A principal razão para este fracasso foi que o mercado de cigarros contrabandeados estava bem estabelecido. Durante o período de proibição, este mercado floresceu e, mesmo depois de a proibição ter sido levantada, o mercado legal permaneceu significativamente menor do que era antes.

Na África do Sul, os cigarros e outros produtos do tabaco estão sujeitos a impostos especiais de consumo ao abrigo da Lei Aduaneira e de Impostos Especiais. Esse imposto é cobrado sobre cada unidade do produto, e deve ser pago pelos fabricantes homologados durante a produção dos itens.

De acordo com o Serviço de Receitas da África do Sul (Sars), os impostos especiais de consumo e impostos são cobrados principalmente sobre o tabaco, o álcool e os produtos petrolíferos, ambas as funções: “A função principal destes direitos e impostos é garantir um fluxo constante de fonte de rendimento para o Estado , com a função secundária de desencorajar o consumo de determinados produtos nocivos, ou seja, prejudiciais à saúde humana ou ao ambiente.”

No entanto, estas duas funções não são necessariamente compatíveis. Os impostos especiais de consumo geram cerca de dez por cento da receita total arrecadada pela Sars.

O preço de venda ao público de um maço de vinte cigarros tributados inclui o custo de produção, o imposto especial de consumo, as margens grossistas e retalhistas, a distribuição, os lucros do fabricante e o IVA sobre a soma dos vários componentes.

Os produtos tributados, como os cigarros, só podem ser fabricados num armazém de produção aprovado pela Alfândega e Impostos Especiais.

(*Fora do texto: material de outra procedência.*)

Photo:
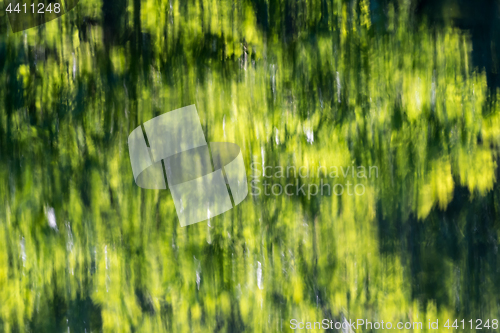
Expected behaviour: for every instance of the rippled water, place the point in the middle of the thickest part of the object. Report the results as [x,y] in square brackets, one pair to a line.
[395,114]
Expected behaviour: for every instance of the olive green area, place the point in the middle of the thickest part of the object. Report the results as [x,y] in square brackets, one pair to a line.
[302,83]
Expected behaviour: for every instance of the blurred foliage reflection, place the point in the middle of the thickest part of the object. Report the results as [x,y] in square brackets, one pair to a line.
[305,83]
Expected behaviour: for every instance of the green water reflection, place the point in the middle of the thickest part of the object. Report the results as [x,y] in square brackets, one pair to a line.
[293,83]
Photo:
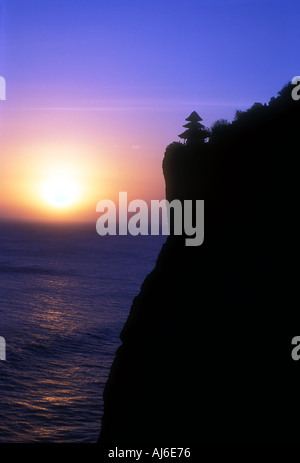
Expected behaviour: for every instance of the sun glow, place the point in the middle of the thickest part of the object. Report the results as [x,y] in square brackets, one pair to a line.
[60,192]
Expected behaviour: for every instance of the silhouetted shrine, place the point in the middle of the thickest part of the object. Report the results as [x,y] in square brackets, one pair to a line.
[195,131]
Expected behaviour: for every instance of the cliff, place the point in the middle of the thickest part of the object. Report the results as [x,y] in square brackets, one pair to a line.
[205,354]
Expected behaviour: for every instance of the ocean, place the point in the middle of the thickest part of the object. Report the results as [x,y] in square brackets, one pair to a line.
[65,293]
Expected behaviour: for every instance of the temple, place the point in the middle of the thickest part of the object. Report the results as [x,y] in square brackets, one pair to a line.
[195,131]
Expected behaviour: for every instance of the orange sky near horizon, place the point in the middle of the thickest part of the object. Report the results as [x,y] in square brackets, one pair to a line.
[43,148]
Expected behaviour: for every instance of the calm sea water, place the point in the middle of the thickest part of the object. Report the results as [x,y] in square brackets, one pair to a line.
[65,293]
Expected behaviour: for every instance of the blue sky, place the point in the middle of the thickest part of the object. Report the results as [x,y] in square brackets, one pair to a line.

Os fabricantes de cigarros devem ser licenciados pelo departamento de impostos especiais de consumo da Sars antes de poderem começar a fabricar.

Os fabricantes licenciados são obrigados a autoavaliar o montante do imposto especial de consumo a pagar todos os meses, reportando à Sars a quantidade de cigarros que fabricaram nesse mês e pagando esse montante à Sars.

O imposto atual sobre dez cigarros é de R10,89. O imposto especial de consumo sobre um maço de vinte cigarros equivale, portanto, a R21,78.

Em 2022, o preço de varejo de um maço de vinte cigarros tributados da marca mais vendida da África do Sul, Peter Stuyvesant, era de aproximadamente R33,00.

Num estudo recente, os investigadores da UCT estimaram o número de cigarros “ilegais” (não declarados e não tributados) vendidos no mercado durante o período de 2002 a 2022. Concluíram que qualquer venda a retalho de um maço de vinte cigarros no ano de 2017 (o ano para os quais tinham os dados mais detalhados) a um preço inferior a 23 Rands indicaria que o imposto especial de consumo e o IVA não foram pagos.

O mercado de cigarros contrabandeados atingiu um pico de 60 por cento em 2021 (mas caiu para 58 por cento em 2022).

Em Abril de 2024, cerca de 70% de todos os cigarros vendidos na África do Sul eram produzidos ilegalmente e não eram tributados.

Além dos preços de venda mais baixos do que os dos produtos tributados, outra razão para o profundo enraizamento do mercado de contrabando poderia ser a deterioração institucional dentro da Sars durante o período anterior de captura estatal, como sublinham os relatórios de 2018 da comissão judicial de inquérito sobre o administração tributária e governança da Sars.

As leis que proíbem o álcool ou as drogas têm consequências semelhantes às leis que impõem impostos sobre os cigarros e outros produtos do tabaco para desencorajar o fumo.

Na década de 1920, nos Estados Unidos, as leis que proíbem o álcool, inicialmente aprovadas para suprimir o comércio de álcool, acabaram por resultar no controlo por parte dos sindicatos do crime organizado sobre a indústria legal do álcool.

A história demonstra assim eloquentemente que as tentativas de regulação através da tributação podem por vezes provocar respostas contrárias às pretendidas, alimentando mercados paralelos ilegais e enfraquecendo o controlo estatal sobre certas indústrias. Estas lições devem ser aprendidas pelos legisladores para evitar a repetição dos mesmos erros e para garantir que as políticas fiscais reflectem plenamente os objectivos desejados sem gerar efeitos perversos.